ROCKLAND, Maine — The superintendent of SAD 50 has withdrawn her name from the running for the top administrative post of the new Regional School Unit 13, citing personal reasons.

RSU 13 will consolidate SAD 50 and SAD 5 and comprise the communities of Rockland, Owls Head, South Thomaston, Thomaston, St. George and Cushing. It will take effect July 1.

Judith Harvey, a 25-year veteran of the educational system who has been at the head of the Thomaston, St. George and Cushing schools for seven years, said she decided over the weekend that the new position just isn’t for her.

“Becoming the superintendent of RSU 13 would not be a good fit for me,” Harvey wrote Monday night in a letter sent to Ruth Anne Hohfeld, the board chairman of the new regional school unit.
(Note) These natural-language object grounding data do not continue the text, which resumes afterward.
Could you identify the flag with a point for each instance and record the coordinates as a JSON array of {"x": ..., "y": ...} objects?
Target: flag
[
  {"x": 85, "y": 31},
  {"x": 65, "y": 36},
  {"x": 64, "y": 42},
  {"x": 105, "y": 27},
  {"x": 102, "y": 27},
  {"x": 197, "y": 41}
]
Harvey, 61, declined to give more reasons for her decision, but did say that her time in SAD 50 has been “one of the very best experiences of my professional life.”

She said that she has no plans right now but that she hopes to find another position in education in a different district.

As of Tuesday, there is just one candidate for the superintendent’s position in RSU 13 — Judy Lucarelli, who now is superintendent of SAD 5 in Rockland, South Thomaston and Owls Head.

This may not mean that choosing the new RSU head will be easier, Hohfeld said Tuesday.

“I believe limited choice makes it more challenging,” she said.

In the first RSU 13 board meeting last week, members said they would choose a new superintendent in February, but Hohfeld said Harvey’s withdrawal may change the timetable.

“This is something new,” she said.

Hohfeld will meet Thursday with an educational consultant who specializes in consolidation, and the board will meet Monday to discuss its options, she said.

Despite some inherent challenges and the new twist on the matter of RSU 13’s next superintendent, officials say the consolidation is moving forward with optimism.

Statewide, a number of proposals for regional school units were voted down by some or all participating communities in 18 separate referendums in late January with some school superintendents and town officials opposing consolidation. In November and earlier in January, nine of 22 plans were turned down by voters.

But the decision made sense in the midcoast towns that voted to form RSU 13, Hohfeld and Lucarelli said.

Consolidation will save those towns money and is an easier transition because the two SADs have similar demographics, and the planning committee worked 16 months to figure out a scheme that would work, according to Lucarelli.

“They came up with a great plan that allows for sufficient time for transition to the new school system over the next two years,” she said. “The purpose of the law was to save money in administrative costs, but in our case there’s opportunity for this to be a benefit to our kids, and we’re very excited about it.”

Hohfeld, who now is doing double duty as a member of the SAD 5 school board, said the transition will be challenging.

“We have two districts merged together that have each functioned in their own way,” she said. “They both have their positive and their negative attributes — and we are going to have to create all new policies. We’re going to have to all get to know each other.”

Hohfeld said the members of the new RSU 13 board “will not be bored” in the coming months, but that there are many positives about the consolidation.

“There is a lot to be gained,” she said. “We are very lucky. We are two very similar districts.”